TOC LOG ANALYSIS EXAMPLES
TOC calculated from Passey DlogR Method. There are numerous
published examples with much worse correlations between calculated
and measured TOC, usually attributed to varying proportions of Type
I, II, and III kerogen or mineral variations (calcite, dolomite,
pyrite, and quartz) in the shale.
The figure above shows a comparison of the DlogR method with the
Issler model. Both methods use sonic and resistivity logs to
calculate the depth variation in TOC. Red dots represent measured
TOC analyzed on core
samples using a Rock-Eval 2 instrument; blue dots represent
re-analyses of the same samples using a Rock-Eval 6 instrument. For
the Issler model, results are presented for both empirical (blue)
and Archie (green) resistivity porosity methods. The DlogR method
gives poor results for this well when observed thermal maturity is
used (LOM = 5.0) An LOM value of 6.9 provides a good fit to the data but
it is not representative of the true maturity.
A nuclear magnetic effective porosity curves
(light grey on porosity track) shows a close match to shale and
kerogen corrected density-neutron effective porosity (left edge of red shading).
Dark shading on porosity track is kerogen volume. NMR porosity, and corrected effective porosity
match very well. The NMR effective porosity is unaffected by
kerogen and clay bound water. The far right
hand track is the mineralogy from an Elemental Capture
Spectroscopy (ECS) log in weight fraction (excludes porosity but
includes TOC). TOC from cores, Issler method, and ECS are in the
track to the left of the porosity. They also match quite well.

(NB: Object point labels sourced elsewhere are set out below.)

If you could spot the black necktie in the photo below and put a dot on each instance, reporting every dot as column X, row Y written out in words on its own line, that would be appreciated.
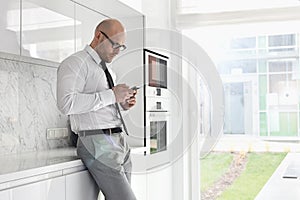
column 111, row 85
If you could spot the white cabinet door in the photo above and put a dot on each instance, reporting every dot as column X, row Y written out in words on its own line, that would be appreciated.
column 5, row 195
column 81, row 186
column 52, row 189
column 139, row 185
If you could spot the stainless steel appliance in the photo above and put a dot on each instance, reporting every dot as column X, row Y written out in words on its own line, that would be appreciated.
column 157, row 109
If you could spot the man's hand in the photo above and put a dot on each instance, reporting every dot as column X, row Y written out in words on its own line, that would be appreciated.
column 122, row 93
column 129, row 102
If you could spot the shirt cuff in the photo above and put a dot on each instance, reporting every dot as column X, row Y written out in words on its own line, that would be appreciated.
column 107, row 97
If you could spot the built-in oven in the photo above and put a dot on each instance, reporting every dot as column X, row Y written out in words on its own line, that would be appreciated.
column 157, row 69
column 157, row 109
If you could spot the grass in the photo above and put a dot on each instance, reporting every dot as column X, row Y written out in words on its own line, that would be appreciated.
column 213, row 167
column 259, row 169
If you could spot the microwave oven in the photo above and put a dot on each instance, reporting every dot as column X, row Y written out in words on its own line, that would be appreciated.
column 156, row 65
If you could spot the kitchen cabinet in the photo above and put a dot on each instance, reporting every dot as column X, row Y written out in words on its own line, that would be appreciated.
column 52, row 189
column 159, row 183
column 80, row 186
column 75, row 186
column 139, row 185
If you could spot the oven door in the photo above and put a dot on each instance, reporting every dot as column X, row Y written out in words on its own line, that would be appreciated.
column 157, row 139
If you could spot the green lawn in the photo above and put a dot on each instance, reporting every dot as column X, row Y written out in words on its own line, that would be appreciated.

The ECS inversion was also calibrated to TOC and XRD data to get a match
as good as this. Clay volume in second track from the right is
from thorium curve calibrated to XRD total clay, with clay
volume from ECS superimposed to show the close agreement.
Everything makes sense when you CALIBRATE to lab data but may be
NONSENSE if you don't gather the right data.